Wesley Lozano
Wesley Lozano

Reputation: 65

GGPLOT: How can I plot loess curves for specified subsets of my data points?

(I'm self-taught in R and use this forum often, but this is my first post. Feedback is appreciated.)

This should have a relatively simple solution, but I can't find it and it's making me want to throw my computer out the window.

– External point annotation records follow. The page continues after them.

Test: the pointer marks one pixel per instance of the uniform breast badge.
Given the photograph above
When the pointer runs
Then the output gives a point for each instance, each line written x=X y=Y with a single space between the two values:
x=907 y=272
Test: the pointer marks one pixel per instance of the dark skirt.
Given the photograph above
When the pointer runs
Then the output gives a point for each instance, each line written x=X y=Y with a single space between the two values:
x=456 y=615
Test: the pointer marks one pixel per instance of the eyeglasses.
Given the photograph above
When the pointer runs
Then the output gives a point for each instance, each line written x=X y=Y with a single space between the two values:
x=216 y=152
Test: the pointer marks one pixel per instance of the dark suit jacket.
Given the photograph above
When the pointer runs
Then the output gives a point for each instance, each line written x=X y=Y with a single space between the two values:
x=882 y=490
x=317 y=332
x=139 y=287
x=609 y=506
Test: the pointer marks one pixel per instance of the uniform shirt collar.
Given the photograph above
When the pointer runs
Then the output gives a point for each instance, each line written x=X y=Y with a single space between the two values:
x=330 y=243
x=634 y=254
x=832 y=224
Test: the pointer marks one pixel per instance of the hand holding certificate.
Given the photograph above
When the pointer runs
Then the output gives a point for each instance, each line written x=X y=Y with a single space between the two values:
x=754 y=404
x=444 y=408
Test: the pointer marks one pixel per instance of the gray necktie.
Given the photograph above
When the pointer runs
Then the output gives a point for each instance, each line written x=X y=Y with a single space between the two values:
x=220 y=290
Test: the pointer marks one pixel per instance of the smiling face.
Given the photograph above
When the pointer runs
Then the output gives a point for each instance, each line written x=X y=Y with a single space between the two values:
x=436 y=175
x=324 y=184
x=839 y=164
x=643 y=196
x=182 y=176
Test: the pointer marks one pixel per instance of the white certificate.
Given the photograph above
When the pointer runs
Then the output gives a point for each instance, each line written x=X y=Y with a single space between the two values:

On to the point, I have a simple data set:

mydata <- structure(list(Date = c("2020-06-22", "2020-06-22", "2020-06-23", 
"2020-06-23", "2020-06-24", "2020-06-24", "2020-06-25", "2020-06-25", 
"2020-06-26", "2020-06-26", "2020-06-29", "2020-06-29", "2020-06-30", 
"2020-06-30", "2020-07-01", "2020-07-01", "2020-07-02", "2020-07-02", 
"2020-07-06", "2020-07-06", "2020-07-06", "2020-07-06", "2020-07-07", 
"2020-07-07", "2020-07-08", "2020-07-08", "2020-07-08", "2020-07-09", 
"2020-07-09", "2020-07-09"), Location = c("Haskell", "Bustamante", 
"Haskell", "Bustamante", "Haskell", "Bustamante", "Bustamante", 
"Haskell", "Bustamante", "Haskell", "Bustamante", "Haskell", 
"Bustamante", "Haskell", "Bustamante", "Haskell", "Bustamante", 
"Haskell", "Bustamante", "Haskell", "Bustamante", "Haskell", 
"Bustamante", "Haskell", "Bustamante", "Haskell", "Tap Water", 
"Bustamante", "Haskell", "Tap Water"), UVT = c(72.2, 65.6, 70, 
61.8, 71.5, 63.9, 63.9, 71.5, 68.1, 71.5, 68.9, 71.3, 71.3, 72.4, 
68.9, 67.3, 49.4, 49, 39.3, 42.3, 64.2, 70.9, 33.3, 49.3, 46, 
48.8, 88.7, 66, 70.5, 84.7), Source = c("Shawn", "Shawn", "Jesus", 
"Jesus", "Jesus", "Jesus", "Jesus", "Jesus", "Jesus", "Jesus", 
"Jesus", "Jesus", "Jesus", "Jesus", "Jesus", "Jesus", "Jesus", 
"Jesus", "Jesus", "Jesus", "Shawn", "Shawn", "Jesus", "Jesus", 
"Jesus", "Jesus", "Jesus", "Jesus", "Jesus", "Jesus")), row.names = c(NA, 
-30L), class = "data.frame")

First, I tried plotting the data grouping by location, but I'm guessing since the "Tap Water" group only has 2 data points, it doesn't meet the degrees requirement:

#Import Packages
library(tidyverse)

#Import Data
mydata <- read.csv("L:\\2019\\19W06195 - EPW HRS and RRB WWTPs Disinfection Study\\Design\\Design Criteria\\R\\UVT Graphs\\UVTdata.csv")

#Plot
p <- ggplot(data=mydata, aes(x=as.Date(mydata[,1], "%Y-%m-%d"), y=mydata[,3], color=mydata[,2])) + geom_point() + geom_smooth(method = "loess", se = FALSE)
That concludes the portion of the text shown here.